L’ennemi d’aujourd’hui est moins facile à cerner. Il prend les traits du matérialisme, selon Agnieszka. «Pour beaucoup de jeunes que je rencontre, la messe passe après une certaine forme de confort. Ce qui importe, c’est d’avoir un niveau de vie élevé, de partir en vacances et de posséder sa propre voiture. Le changement de mentalité a été rapide et s’applique à tout le pays». La Pologne postcommuniste ne semble donc pas échapper à «l’apostasie silencieuse» que dénonçait Jean-Paul II.
Pour autant, de nombreux jeunes continuent d’aller à la messe tous les dimanches. Ils s’engagent dans l’Eglise non pas pour des raisons sociales; ils fondent leur pratique sur une foi vivante. A l’instar d’Agnieszka, ils s’impliquent dans différents mouvements catholiques pour nourrir et partager leur foi. «Nous avons conscience de la présence de Dieu parmi nous et nous le rencontrons à travers l’Eglise».

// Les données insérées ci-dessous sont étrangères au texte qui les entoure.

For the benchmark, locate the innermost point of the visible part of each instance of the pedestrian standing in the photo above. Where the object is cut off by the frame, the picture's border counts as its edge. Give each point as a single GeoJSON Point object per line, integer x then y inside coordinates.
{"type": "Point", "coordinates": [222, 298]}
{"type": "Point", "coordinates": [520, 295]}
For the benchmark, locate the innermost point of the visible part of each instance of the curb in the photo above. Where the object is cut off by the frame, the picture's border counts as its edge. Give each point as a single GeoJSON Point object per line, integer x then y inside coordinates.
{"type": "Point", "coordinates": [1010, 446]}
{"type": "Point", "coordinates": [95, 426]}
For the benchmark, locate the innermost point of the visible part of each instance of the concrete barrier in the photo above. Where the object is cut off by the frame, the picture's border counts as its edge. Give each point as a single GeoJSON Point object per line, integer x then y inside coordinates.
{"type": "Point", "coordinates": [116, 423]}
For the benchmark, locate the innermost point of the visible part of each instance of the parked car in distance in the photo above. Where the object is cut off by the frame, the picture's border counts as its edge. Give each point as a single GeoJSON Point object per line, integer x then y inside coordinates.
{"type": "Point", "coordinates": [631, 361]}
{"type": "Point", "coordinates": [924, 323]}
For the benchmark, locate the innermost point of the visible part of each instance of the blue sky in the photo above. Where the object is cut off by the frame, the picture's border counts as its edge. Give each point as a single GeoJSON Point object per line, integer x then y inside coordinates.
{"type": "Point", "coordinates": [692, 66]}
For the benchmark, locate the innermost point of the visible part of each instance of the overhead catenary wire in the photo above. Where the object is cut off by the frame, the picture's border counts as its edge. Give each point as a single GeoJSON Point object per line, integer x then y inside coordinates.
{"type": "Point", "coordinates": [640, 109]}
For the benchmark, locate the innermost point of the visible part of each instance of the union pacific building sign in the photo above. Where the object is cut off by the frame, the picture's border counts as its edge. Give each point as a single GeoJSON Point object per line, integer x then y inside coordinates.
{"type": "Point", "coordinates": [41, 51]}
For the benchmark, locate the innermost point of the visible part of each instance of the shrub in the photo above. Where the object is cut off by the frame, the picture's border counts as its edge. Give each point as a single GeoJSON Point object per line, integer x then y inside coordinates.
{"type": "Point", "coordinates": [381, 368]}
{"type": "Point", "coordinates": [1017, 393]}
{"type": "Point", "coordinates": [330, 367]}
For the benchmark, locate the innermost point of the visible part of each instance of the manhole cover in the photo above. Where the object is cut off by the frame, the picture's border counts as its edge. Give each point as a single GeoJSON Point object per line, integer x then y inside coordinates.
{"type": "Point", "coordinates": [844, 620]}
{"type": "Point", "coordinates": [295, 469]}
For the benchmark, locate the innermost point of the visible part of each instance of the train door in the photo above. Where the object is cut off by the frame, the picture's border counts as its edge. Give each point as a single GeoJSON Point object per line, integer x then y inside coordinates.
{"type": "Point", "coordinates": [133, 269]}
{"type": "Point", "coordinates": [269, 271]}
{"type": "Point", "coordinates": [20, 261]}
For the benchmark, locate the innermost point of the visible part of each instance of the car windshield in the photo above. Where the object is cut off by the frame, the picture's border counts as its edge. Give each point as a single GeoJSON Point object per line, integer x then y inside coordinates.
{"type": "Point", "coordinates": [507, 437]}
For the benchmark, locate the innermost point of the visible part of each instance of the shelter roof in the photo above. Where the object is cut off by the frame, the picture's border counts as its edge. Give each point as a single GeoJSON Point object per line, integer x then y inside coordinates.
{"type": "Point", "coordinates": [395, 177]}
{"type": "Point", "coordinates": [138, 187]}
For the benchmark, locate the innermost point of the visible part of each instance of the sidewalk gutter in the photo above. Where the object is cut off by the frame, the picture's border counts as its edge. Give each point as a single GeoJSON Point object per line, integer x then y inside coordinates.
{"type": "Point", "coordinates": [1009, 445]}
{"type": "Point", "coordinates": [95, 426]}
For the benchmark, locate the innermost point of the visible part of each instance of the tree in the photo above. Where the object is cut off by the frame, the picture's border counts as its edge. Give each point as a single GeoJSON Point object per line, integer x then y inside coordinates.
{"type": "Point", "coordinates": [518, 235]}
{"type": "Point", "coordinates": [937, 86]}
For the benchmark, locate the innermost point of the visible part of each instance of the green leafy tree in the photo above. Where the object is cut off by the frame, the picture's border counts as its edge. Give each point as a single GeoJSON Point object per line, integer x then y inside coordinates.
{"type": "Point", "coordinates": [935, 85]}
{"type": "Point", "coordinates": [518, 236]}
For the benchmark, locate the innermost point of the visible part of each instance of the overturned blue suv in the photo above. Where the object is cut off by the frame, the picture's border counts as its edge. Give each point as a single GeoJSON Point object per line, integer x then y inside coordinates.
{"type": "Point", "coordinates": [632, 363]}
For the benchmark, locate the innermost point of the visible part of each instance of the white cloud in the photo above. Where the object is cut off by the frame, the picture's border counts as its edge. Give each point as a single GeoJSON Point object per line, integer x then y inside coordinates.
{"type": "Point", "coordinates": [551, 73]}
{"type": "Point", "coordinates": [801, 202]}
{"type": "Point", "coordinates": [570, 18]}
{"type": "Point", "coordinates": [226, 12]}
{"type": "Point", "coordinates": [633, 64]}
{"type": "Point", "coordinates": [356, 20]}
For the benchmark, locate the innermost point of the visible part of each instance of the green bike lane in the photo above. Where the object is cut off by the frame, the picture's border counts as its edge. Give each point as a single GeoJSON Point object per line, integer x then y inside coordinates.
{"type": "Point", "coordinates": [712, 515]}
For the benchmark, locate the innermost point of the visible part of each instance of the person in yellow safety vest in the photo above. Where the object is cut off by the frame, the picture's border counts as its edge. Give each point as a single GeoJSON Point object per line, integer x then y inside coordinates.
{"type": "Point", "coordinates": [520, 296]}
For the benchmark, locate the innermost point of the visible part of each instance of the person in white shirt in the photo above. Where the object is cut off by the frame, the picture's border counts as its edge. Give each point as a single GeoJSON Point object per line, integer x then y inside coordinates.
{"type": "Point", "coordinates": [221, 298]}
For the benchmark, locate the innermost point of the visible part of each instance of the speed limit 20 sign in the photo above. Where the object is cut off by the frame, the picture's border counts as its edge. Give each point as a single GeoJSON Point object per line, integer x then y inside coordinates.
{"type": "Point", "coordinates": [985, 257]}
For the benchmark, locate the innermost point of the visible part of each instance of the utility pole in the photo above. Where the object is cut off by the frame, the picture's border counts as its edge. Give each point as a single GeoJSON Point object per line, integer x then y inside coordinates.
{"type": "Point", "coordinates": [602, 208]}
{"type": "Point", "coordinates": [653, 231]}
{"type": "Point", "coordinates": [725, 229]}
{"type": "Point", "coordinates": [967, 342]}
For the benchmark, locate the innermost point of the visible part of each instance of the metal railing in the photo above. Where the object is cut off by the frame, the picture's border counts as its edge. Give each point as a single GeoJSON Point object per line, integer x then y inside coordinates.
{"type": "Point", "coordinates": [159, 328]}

L’institution ne répond toutefois pas à toutes ses attentes. Elle est un peu en retard sur l’évolution récente. «J’assiste de plus en plus à des séparations dans les familles. Certains de mes amis divorcent, alors qu’ils étaient aussi membres de mouvements catholiques. Et l’Eglise n’a pas grand-chose à leur offrir. Ils se sentent exclus. A l’école primaire, je ne connaissais aucune personne dont les parents étaient divorcés. Aujourd’hui, un tiers des mariages se soldent par un échec».
Ce n’est donc certainement pas un hasard si le pape François rappelait l’importance de la famille, le 19 juillet dernier. «La santé morale et spirituelle d’une nation se voit dans ses familles», affirmait-il dans un message vidéo adressé aux jeunes à une semaine des JMJ. Il y évoquait Jean-Paul II et l’importance qu’il accordait aux fiancés, aux jeunes époux et aux familles. «Continuez sur cette route!», leur a-t-il lancé, ajoutant: «J’ai un grand désir de vous rencontrer!»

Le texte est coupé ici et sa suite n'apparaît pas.